Actually, these days if you're black and have enough money or celebrity status, and a savvy, celebrity lawyer who knows how to play his race card right, apparently you too can avoid a conviction! 'Po Martha!Originally Posted by paulnj
Also Paul, killing a person for a crime they committed is not murder. It's called justice. Murder is to kill someone premeditatively and with malice (i.e. without a justifiable reason, such as in self-defense or in the execution of justice).

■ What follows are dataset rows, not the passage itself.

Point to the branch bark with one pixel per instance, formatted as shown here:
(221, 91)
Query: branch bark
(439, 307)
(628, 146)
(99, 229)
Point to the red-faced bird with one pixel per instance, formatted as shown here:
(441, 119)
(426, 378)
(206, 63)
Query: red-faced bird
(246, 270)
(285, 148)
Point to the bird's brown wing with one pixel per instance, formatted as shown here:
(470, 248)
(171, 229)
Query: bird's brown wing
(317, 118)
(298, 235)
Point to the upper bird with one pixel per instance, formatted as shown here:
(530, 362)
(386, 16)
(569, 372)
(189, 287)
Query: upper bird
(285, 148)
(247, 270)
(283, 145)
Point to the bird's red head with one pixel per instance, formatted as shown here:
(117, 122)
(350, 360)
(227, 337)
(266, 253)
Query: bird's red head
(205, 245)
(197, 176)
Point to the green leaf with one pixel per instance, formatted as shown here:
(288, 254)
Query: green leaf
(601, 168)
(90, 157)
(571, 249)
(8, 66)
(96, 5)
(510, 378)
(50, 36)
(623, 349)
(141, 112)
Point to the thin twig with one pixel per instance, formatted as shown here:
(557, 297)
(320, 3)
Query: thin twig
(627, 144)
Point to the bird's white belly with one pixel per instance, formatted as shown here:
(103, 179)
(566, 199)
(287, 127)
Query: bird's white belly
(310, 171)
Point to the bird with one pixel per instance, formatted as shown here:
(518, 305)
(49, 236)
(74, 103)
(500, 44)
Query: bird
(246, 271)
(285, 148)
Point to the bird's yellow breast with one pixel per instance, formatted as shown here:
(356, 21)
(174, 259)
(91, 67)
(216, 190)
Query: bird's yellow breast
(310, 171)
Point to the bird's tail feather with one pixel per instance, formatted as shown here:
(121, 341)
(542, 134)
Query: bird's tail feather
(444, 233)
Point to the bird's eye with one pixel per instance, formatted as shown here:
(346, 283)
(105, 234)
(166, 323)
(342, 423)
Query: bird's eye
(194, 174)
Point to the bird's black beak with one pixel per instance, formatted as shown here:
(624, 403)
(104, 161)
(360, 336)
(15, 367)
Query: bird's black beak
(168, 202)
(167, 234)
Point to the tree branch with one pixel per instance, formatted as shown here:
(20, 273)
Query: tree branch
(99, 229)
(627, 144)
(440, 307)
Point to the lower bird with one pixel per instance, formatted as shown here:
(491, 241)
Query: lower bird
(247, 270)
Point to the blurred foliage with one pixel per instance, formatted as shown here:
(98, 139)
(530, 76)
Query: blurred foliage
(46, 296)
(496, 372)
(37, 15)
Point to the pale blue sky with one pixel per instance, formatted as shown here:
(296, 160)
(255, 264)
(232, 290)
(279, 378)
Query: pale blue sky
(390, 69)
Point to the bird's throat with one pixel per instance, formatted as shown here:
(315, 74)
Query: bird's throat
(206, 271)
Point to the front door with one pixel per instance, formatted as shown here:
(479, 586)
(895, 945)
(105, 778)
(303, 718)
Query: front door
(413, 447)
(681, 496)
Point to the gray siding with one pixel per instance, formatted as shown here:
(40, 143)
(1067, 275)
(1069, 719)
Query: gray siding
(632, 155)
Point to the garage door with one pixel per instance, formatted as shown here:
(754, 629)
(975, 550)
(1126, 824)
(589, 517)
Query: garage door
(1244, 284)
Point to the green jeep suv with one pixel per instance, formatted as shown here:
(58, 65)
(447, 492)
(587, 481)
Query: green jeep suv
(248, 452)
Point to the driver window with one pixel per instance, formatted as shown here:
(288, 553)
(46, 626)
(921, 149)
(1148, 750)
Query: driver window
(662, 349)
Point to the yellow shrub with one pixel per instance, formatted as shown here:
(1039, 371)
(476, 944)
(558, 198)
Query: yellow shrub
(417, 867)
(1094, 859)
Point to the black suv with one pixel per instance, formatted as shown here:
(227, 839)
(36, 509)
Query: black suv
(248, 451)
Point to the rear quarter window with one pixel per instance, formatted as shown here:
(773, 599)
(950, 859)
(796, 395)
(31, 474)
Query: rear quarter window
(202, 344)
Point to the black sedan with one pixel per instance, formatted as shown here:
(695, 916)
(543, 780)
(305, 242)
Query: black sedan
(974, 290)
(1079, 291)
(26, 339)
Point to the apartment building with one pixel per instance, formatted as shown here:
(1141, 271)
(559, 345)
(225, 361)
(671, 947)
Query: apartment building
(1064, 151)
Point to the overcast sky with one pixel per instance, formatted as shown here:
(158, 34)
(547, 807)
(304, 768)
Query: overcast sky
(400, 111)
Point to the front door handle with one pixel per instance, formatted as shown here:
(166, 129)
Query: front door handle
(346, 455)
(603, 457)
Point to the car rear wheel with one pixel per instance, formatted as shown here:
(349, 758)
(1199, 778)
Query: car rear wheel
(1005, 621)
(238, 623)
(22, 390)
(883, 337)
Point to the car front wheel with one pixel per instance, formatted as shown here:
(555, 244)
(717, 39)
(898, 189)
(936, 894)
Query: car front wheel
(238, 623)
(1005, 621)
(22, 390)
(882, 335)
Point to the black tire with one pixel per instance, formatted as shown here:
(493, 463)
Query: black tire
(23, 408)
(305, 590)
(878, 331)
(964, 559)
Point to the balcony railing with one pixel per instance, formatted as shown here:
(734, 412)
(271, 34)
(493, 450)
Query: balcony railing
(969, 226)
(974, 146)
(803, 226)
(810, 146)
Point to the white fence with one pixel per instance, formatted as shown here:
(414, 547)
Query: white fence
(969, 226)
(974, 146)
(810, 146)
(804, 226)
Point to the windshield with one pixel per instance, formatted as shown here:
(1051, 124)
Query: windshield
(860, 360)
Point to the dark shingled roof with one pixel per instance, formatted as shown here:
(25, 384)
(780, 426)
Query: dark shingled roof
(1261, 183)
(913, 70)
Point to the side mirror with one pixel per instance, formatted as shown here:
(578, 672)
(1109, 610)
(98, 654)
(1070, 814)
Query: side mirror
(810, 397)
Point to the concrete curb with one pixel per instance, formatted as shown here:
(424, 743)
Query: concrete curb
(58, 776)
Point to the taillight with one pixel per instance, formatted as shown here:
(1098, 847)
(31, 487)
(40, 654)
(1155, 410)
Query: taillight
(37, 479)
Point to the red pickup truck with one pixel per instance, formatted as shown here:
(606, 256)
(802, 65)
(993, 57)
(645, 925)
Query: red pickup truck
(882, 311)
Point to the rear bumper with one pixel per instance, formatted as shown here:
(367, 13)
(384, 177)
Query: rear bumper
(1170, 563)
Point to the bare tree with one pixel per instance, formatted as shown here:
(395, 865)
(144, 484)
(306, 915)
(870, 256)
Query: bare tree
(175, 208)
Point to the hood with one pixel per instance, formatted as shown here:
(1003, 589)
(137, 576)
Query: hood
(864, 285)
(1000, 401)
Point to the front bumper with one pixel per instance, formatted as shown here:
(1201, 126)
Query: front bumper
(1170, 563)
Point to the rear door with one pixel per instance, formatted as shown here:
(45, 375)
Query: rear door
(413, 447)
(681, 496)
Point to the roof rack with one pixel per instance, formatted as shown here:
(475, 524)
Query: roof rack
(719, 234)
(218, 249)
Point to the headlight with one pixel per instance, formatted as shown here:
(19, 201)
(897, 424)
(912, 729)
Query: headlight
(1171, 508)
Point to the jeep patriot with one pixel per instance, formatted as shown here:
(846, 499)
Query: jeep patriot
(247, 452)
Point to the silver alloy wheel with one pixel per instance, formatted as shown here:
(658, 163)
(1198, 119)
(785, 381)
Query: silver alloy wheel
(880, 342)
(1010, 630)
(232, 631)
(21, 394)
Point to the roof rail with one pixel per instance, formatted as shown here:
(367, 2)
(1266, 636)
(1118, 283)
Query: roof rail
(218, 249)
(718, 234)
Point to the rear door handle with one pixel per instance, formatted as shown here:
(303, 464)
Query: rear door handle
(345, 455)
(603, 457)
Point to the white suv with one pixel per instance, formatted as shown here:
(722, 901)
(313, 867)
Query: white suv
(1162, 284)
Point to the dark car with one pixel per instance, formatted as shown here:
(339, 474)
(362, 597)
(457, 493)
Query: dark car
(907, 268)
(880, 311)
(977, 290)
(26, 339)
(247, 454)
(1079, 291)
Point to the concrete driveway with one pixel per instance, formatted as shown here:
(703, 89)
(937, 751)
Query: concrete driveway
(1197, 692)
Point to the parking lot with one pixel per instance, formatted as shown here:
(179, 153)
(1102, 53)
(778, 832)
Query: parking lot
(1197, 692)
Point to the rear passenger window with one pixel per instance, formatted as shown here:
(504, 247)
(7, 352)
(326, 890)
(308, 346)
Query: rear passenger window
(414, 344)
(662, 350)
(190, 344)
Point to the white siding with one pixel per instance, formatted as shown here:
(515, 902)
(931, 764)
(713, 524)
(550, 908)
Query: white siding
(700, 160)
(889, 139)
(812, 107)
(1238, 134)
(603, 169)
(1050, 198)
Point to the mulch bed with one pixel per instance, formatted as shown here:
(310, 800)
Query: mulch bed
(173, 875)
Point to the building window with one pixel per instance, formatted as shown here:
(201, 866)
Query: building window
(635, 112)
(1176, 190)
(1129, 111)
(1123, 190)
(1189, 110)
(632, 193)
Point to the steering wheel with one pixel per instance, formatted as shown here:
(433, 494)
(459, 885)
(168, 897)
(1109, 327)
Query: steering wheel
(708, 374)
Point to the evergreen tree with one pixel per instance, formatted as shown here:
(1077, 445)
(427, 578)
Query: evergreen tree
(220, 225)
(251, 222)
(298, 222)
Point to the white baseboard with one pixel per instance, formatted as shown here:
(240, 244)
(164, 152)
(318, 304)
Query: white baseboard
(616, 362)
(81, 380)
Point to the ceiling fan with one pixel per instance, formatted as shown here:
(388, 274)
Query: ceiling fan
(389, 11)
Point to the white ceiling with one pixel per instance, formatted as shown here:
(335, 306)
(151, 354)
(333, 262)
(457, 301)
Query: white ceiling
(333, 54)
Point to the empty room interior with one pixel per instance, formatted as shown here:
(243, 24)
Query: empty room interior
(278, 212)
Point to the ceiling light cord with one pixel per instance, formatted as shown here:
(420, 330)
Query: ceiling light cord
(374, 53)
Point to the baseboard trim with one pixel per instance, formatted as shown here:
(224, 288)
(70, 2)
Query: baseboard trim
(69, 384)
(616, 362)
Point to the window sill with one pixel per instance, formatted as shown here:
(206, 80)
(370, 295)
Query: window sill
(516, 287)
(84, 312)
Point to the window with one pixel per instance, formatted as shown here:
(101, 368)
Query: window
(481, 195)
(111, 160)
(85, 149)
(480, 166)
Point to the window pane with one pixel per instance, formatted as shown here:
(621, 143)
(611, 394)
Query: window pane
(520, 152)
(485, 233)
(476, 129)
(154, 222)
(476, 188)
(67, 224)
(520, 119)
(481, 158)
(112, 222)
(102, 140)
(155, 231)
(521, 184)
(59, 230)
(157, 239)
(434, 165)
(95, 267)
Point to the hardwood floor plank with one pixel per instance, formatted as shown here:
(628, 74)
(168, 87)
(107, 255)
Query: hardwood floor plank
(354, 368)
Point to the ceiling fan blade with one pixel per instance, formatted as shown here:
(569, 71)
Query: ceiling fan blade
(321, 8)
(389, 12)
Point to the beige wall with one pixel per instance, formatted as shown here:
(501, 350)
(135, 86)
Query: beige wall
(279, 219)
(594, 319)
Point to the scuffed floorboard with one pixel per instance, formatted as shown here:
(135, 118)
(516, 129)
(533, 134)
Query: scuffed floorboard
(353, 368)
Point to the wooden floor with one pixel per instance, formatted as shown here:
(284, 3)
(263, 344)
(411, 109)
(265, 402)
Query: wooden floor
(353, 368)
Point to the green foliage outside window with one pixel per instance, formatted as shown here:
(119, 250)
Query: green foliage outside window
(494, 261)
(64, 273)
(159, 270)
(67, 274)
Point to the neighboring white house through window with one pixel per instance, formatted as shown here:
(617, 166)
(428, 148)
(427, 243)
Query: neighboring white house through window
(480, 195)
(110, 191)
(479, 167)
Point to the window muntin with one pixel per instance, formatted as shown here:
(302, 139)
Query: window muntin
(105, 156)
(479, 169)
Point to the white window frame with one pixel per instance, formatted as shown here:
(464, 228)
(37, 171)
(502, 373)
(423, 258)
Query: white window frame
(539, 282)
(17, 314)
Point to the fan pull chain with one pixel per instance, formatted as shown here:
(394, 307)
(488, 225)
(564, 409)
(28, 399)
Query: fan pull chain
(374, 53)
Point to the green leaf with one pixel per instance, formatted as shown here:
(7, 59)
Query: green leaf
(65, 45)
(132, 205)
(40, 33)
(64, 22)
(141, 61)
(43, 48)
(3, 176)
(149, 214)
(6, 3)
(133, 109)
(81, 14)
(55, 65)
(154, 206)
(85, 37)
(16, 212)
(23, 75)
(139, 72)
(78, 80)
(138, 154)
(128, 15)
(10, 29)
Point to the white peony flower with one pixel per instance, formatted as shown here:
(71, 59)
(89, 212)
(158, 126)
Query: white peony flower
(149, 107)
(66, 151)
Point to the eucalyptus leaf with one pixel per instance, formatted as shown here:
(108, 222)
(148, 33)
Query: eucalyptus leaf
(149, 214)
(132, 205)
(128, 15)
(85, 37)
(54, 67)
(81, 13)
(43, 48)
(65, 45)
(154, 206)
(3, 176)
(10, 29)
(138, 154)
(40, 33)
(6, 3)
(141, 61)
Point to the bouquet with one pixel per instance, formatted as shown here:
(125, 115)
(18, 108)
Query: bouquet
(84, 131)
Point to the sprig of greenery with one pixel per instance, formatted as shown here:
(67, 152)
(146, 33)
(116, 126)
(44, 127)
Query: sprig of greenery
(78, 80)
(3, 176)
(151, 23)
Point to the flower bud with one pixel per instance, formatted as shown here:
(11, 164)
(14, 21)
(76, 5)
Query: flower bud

BTW everyone, I watched a documentary on the American penal system some time ago. I think it really explains well why our country is so polarized today on the death penalty. Historically speaking, imprisonment mainly served only to temporarily hold a criminal for some form of physical punishment to follow. But in America, authorities began to experiment with imprisonment as the primary form of punishing the criminal, hence the gradual departure from death and other forms of punishment for one's crime. After over 100 years of soceity being assimilated to accept a penal system where imprisonment as the norm for punishing criminals, it is not to wonder why major resistance has built up against the death penalty. We are, in effect, nearly divorced from those days where physical punishment was the norm.
For those who oppose the death penalty on the basis that 1) an innocent man might die and 2) it does not serve as deterrent to others, could not the same arguments be validly used against imprisonment and any other form of punishment as well?
I ask this because it seems to me these arguments are more emotionally based than anything else.